Sat 14 Aug 2010:
Jean and Terry are hopefully enjoying Status Quo, Rick Wakeman and Fairport Convention at this year’s Cropredy Folk Festival.
On Thursday, Moira asked me and Danny to help her move some furniture in one of the offices. It turned out that this display cabinet -gorgeous mahogany – was due to be thrown in the skip, so Lynda snaffled it for the department office.
As I was carefully trudging down the corridor, holding one of the heavy glass doors, I remembered the bit on Carol Shields’ book’ Unless’, where she says happiness is like a pane of glass you carry round; one day it gets broken, and you can’t ever repair it.
Now I’m listening to ‘Pictures at an Exhibition’ (piano suite transcribed for organ) which goes well with my CD of ‘Ad Nos…’ (organ pieces by Liszt transcribed for piano) but it’s a shame the organist appears in shirt sleeves on the cover; he should have worn 1850s Russian costume.
Perhaps I should create a fictitious history of the two pictures Brett has installed in my flat:
One is a print on faintly textured paper showing four figures (just vertical blobs) against an horizon, yellow earth, eau-de-nil grey sky.
Two is a real painting, abstract, perhaps architectural, red and yellow buildings, a scrubby ochre granite background.
As well as my Mussorgsky organ CD, I bought Paula Cole and Bach from the BHF charity shop. Brett put blue highlights in my hair after cutting it this morning.
Apparently, yesterday’s edition of ‘The Weakest Link’ featured a bevy of drag queens, of whom one looked exactly like me and was called Timbolina.
What were the items I gave away/threw away/left behind when I moved out of my rented flat in Stretford in January this year? Dressing gowns, Yes Minister, Memoirs of Montgomery, Dorian Gray, Iron, clothes rail, coffee-table book of Vienna from Rembrandtin, dozens of BSH and Fighting Arts magazines, management coursework notes, de luxe bike shampoo, dozens of compact cassettes and piles of notes about career development issues.
A dry and poignant blues begins
To smoke a borrowed joint, and then
It tells you all about the nightmare
Into which you will tonight descend
The grand expensive shadow of a car
Sails down your B-flat minor avenue
As a lonely widow wishes on a star
Whose light conceals the superstrings from view
What could be more vivid; how extreme
Does the song of your desire need
To become before I now myself betray?
What sort of cloud indeed will set me free?
In an attempt to lose a bit of weight I have decided to start using the stairs instead of the lift. My office is up on the seventh floor; the first two flights of stairs are easy, but the next two require more effort. By the time I reach seven, my legs ache and I am completely out of breath. I pause for a few minutes to recover, so that my colleagues do not become alarmed at the sight of me wearily panting.
No-one seems to use the stairs, even for short journeys; the carpet is immaculate, and the silence is crushing. There are no pictures on the walls to admire. I remember once working at a place in Stockport where we had a huge, abstract watercolour painting (which I disliked intensely) on the stairs. No attempt had been made to create any visual context or depth or structure in this splash of random, feeble colours.

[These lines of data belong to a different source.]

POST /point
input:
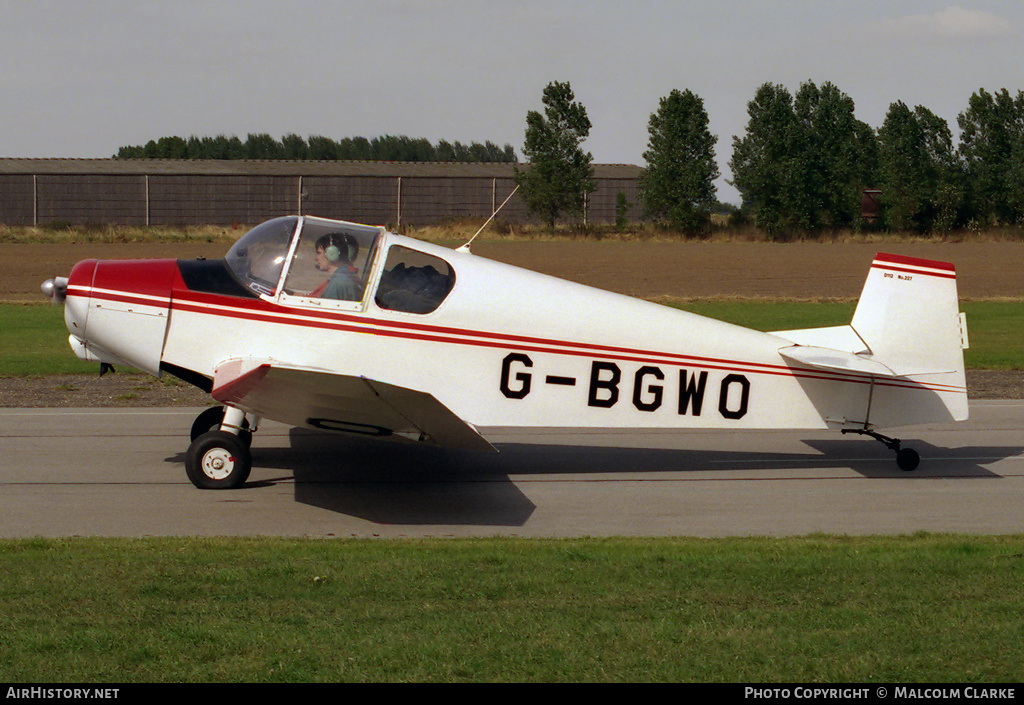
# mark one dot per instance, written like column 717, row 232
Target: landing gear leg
column 219, row 459
column 906, row 458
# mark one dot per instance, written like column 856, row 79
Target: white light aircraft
column 349, row 328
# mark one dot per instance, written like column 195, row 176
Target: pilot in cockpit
column 335, row 254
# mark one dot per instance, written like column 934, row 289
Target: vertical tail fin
column 907, row 335
column 908, row 316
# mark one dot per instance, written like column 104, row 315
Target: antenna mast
column 465, row 248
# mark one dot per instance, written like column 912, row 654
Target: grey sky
column 83, row 78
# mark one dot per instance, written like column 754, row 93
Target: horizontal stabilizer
column 828, row 359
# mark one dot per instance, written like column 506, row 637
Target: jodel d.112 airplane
column 349, row 328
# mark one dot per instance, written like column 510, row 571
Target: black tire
column 907, row 459
column 210, row 419
column 217, row 460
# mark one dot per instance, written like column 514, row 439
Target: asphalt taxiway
column 121, row 472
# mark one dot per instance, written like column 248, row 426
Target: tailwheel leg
column 906, row 458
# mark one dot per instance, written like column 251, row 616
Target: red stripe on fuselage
column 897, row 262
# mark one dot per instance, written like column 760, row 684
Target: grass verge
column 916, row 609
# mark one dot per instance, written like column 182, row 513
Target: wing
column 321, row 399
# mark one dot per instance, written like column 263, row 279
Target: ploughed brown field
column 649, row 270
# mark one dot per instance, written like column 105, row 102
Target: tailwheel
column 218, row 460
column 906, row 458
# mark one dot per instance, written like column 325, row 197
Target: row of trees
column 805, row 161
column 803, row 164
column 262, row 146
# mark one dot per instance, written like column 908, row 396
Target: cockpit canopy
column 258, row 258
column 308, row 261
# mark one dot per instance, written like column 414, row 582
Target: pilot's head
column 334, row 249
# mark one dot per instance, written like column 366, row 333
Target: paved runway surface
column 121, row 472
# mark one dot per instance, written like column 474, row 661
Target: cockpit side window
column 414, row 282
column 258, row 257
column 331, row 260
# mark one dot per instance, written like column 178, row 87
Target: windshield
column 332, row 260
column 259, row 255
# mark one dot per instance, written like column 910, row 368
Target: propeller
column 55, row 289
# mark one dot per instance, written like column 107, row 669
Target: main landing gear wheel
column 218, row 460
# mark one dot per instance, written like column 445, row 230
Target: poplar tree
column 559, row 175
column 678, row 183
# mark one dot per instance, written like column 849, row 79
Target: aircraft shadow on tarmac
column 408, row 484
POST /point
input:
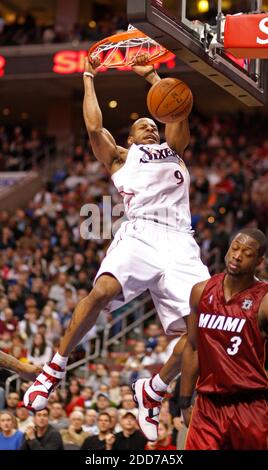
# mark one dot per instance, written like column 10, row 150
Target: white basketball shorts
column 144, row 255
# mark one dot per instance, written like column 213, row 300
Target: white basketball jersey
column 154, row 183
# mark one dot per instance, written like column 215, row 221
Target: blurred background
column 48, row 172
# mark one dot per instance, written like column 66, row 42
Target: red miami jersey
column 231, row 348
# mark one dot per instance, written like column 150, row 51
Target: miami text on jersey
column 219, row 322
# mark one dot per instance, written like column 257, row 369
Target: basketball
column 170, row 100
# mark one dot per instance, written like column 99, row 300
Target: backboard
column 200, row 44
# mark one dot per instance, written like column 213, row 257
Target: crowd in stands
column 47, row 267
column 25, row 29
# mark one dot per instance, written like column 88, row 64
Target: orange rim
column 162, row 55
column 124, row 36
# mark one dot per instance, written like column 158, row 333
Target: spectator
column 130, row 438
column 90, row 425
column 23, row 416
column 12, row 402
column 98, row 442
column 41, row 351
column 164, row 439
column 74, row 436
column 57, row 416
column 74, row 396
column 10, row 437
column 41, row 436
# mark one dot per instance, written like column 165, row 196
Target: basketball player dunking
column 154, row 249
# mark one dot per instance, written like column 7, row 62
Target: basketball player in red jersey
column 227, row 335
column 26, row 371
column 154, row 249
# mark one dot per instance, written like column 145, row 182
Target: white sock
column 158, row 385
column 60, row 360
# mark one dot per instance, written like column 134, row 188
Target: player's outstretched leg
column 149, row 393
column 84, row 317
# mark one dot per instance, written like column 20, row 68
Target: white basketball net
column 123, row 53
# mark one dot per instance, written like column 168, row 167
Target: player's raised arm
column 177, row 135
column 102, row 142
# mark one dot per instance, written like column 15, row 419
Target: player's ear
column 130, row 140
column 260, row 260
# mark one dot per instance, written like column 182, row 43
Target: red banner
column 247, row 35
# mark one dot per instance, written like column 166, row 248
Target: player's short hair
column 257, row 235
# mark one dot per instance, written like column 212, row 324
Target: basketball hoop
column 121, row 49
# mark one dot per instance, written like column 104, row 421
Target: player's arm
column 263, row 316
column 102, row 142
column 189, row 370
column 177, row 135
column 26, row 371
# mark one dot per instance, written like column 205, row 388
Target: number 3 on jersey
column 236, row 341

It helps if I listen to music on the journey up to floor seven; my MP3 player has an assortment of music and speech tracks to entertain me. This morning I listened to ‘Nouvelette’ by Lutoslawski. The jagged chords that open the first movement make me think of a murder scene in an old-fashioned play; The Duchess of Malfi, perhaps, or The Tragedy of Edward the Second.
The only time we all use the stairs is when there is a fire alarm, and we are not allowed to travel in the lifts. Just two months ago the alarm went off, and we thought it was a test; but no, after the warning sirens continued for over a minute, the tannoy system announced that we should all evacuate the building and assemble in the car park until the fire wardens had inspected the building.
One day I started counting the steps – one, two, three- but I grew bored with this and instead started counting backwards, or using the integers of pi as far as I could remember them. Perhaps we should have a series of framed prints at the end of each flight, like the stations of the cross, a propaganda narrative. Or one of Allington’s drawings, dissected into a series of overlapping elements each depicted separately. Or a series of LP covers running from 1972 to 1988.
I reach the top of the stairs and wait for the dizziness to pass. The walls in their uniform anonymous beige wash seem to crawl with patches of darkness like an evolving sense of texture. In a few minutes I shall be seated at my desk wearing a stereo headset through which I chat to my customers. They tell me about their home-schooled brats, teenage tearaways with names like Cadenza and Perseus.